### Optimizations

#### xor a

A common shortcut to set the accumulator (A) to zero is by xor'ing it against itself:

``` ; instead of doing this
ld a,0
; you can do this
xor a
```

This is incredibly widespread and won't affect the readability of your code. In fact, it is so common that it might even be more readable than using "ld a,0". But be warned that "xor a" modifies the flags (it sets the z flag and resets the carry, for example) whereas "ld a,0" doesn't modify any flags.

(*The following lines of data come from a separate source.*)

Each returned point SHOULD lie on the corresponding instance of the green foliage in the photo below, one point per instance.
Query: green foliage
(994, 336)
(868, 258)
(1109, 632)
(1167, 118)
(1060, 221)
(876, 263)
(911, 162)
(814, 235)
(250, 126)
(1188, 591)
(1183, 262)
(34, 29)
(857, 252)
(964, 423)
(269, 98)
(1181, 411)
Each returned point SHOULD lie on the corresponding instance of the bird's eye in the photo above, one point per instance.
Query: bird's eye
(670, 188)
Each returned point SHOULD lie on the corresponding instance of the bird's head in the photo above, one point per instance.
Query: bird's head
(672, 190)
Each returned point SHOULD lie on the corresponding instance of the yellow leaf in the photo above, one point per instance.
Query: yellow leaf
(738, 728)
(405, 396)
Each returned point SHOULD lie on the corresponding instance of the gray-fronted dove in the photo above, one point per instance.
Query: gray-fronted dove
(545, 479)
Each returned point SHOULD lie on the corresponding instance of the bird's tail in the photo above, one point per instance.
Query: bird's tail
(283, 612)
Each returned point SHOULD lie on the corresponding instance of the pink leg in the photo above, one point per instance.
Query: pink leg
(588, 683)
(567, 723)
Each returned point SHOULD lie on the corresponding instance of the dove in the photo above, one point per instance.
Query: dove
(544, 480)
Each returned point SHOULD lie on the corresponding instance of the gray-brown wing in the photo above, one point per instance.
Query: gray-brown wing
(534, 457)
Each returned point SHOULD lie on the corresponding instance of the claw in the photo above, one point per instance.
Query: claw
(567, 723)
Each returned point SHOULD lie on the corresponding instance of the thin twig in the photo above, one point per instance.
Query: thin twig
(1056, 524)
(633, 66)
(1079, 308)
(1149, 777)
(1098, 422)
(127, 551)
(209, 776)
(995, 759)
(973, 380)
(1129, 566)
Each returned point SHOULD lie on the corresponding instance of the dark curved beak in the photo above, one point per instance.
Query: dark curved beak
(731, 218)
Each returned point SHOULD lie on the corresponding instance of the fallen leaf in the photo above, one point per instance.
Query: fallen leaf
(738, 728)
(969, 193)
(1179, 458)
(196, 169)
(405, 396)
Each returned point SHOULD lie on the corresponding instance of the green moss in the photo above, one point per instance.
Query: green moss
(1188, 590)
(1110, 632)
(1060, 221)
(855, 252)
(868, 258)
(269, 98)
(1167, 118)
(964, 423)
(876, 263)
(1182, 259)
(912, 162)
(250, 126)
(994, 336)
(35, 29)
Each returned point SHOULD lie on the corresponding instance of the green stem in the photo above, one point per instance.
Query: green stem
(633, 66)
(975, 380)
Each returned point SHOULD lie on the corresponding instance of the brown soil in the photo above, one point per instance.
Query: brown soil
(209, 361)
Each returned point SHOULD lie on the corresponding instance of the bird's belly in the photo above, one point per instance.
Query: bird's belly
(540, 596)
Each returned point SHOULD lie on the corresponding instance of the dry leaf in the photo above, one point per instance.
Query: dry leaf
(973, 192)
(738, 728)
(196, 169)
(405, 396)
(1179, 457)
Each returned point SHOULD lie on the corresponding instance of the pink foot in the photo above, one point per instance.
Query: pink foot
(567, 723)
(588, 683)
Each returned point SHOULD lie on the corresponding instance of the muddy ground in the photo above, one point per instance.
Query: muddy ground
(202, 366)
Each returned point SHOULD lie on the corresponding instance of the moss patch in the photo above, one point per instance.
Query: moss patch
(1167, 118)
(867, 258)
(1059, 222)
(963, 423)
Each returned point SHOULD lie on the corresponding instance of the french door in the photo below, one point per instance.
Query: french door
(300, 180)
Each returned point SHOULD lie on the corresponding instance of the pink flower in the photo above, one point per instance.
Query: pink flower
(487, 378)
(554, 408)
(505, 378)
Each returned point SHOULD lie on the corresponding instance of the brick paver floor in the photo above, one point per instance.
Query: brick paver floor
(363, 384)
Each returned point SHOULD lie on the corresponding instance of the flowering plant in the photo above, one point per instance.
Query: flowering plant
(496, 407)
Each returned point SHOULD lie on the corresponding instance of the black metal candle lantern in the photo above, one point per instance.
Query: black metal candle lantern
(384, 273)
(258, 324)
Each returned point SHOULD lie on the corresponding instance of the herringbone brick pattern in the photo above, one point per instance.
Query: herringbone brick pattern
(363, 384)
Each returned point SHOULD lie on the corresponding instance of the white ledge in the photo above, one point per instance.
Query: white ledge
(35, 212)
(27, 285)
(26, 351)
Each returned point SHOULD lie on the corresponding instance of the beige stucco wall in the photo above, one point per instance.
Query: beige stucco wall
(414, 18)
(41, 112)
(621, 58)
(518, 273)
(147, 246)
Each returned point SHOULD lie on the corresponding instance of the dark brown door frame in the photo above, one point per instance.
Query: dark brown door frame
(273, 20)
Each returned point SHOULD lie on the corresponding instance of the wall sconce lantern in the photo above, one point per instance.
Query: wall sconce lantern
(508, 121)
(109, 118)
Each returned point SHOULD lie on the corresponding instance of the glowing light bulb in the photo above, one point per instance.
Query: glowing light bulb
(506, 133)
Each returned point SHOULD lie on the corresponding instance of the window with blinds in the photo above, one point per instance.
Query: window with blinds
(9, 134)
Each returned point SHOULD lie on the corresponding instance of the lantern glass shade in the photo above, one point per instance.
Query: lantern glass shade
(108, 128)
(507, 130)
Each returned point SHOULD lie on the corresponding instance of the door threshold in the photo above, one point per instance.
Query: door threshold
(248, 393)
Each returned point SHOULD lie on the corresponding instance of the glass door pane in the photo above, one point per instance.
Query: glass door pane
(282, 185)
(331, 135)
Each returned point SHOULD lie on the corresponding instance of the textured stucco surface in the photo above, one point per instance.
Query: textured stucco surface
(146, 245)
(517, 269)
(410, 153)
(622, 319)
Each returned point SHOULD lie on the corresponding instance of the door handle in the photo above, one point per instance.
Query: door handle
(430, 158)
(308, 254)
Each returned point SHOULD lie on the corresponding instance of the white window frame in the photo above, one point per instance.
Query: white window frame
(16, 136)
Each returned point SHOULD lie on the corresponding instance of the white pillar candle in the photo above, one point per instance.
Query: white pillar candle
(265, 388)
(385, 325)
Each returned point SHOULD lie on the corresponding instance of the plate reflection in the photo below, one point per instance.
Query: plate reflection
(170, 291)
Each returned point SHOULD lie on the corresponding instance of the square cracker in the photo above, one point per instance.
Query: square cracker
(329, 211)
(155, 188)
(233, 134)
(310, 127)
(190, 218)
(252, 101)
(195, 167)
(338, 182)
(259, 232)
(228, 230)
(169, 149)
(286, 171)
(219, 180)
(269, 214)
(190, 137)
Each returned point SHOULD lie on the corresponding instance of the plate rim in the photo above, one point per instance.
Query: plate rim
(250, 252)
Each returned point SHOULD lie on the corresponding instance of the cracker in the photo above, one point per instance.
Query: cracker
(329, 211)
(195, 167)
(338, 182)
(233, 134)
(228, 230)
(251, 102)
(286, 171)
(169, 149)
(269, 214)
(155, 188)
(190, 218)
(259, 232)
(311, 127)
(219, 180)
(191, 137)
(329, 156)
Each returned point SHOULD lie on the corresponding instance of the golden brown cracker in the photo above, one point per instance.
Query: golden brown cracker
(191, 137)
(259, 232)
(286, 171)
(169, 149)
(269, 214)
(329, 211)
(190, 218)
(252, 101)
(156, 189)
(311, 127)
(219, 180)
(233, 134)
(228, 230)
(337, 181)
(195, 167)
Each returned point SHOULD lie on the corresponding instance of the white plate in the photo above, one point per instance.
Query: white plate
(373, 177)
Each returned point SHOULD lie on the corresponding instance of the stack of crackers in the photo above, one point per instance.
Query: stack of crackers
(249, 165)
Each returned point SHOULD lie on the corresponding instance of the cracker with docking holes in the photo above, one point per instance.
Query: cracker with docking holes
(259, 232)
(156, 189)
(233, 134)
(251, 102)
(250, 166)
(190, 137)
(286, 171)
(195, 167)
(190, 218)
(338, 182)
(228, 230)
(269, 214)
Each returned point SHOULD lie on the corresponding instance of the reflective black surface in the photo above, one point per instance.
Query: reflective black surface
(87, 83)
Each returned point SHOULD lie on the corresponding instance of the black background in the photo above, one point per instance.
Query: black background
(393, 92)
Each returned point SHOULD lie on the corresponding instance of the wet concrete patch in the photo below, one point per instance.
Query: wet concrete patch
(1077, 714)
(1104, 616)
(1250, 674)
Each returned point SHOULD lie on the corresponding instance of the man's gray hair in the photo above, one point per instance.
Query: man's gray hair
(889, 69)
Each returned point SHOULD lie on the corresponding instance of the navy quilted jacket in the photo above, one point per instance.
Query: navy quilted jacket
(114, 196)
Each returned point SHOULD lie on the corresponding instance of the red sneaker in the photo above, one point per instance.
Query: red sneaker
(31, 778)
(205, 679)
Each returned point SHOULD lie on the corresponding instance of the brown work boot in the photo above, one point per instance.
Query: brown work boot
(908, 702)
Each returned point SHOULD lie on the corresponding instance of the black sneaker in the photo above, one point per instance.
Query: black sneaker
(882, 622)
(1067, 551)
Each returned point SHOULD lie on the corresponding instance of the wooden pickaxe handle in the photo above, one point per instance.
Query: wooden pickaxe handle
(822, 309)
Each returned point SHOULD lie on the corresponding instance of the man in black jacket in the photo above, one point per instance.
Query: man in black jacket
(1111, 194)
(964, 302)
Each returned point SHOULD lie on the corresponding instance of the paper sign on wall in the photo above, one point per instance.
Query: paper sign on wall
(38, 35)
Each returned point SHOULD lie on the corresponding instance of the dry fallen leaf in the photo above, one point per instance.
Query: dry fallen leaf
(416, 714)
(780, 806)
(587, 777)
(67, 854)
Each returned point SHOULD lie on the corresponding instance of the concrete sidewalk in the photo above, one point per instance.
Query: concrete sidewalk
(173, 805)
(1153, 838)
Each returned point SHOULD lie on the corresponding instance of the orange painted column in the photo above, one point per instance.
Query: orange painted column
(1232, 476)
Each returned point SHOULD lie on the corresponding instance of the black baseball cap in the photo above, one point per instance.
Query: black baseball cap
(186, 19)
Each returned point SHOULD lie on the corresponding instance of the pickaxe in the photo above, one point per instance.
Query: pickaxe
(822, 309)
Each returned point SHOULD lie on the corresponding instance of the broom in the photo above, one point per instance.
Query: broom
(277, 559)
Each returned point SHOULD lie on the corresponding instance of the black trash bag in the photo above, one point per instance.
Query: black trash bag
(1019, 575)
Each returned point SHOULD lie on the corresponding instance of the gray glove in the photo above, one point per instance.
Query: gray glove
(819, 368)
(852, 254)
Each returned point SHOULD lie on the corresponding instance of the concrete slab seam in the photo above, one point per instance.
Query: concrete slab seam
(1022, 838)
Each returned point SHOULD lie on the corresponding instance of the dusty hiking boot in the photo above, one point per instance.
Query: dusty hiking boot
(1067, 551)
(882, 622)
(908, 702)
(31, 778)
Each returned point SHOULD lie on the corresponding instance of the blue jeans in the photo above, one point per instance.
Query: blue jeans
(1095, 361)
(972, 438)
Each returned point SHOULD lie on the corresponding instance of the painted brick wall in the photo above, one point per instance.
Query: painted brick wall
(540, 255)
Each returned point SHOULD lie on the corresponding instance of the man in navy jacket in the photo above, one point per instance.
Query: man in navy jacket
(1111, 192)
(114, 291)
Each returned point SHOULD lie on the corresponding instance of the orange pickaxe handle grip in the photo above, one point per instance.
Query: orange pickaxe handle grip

When writing to two consecutive bytes in memory, it can often be faster and smaller to use a 16-bit register rather than two loads with a.

``` ; rather than
ld a,\$10
ld (penCol),a
ld a,\$20
ld (penCol),a
; you can do
ld de,\$2010
ld (penCol),de
```

This loads e into (penCol), and d into (penCol+1). penCol+1 is penRow. Keep in mind, however, that using hl to read/write from addresses in memory is (4 t-states) faster and one byte smaller than using de/bc.

#### X <= A <= Y

If you want to know if the value of the accumulator is between two other values, eg. 10 and 25, you might be tempted to do something like this:

```   cp 10      ; check if a >= 10
jr c,wrongValue
cp 26      ; check if a <= 25
jr nc,wrongValue
; do whatever you wanted to do
wrongValue:
; ...
```

However, rather than doing two comparisons and jumps, you can change the first cp into a subtraction. This turns any number less than 10 into a negative number. For example:

```   sub 10      ; a value of 10 now equals 0
cp 26-10    ; because of the sub 10, we now need to check if a is between 0 and 16, not 10 and 26
jr nc,wrongValue
; do whatever you wanted to do
wrongValue:
; ...
```

This method lets you avoid the first jr.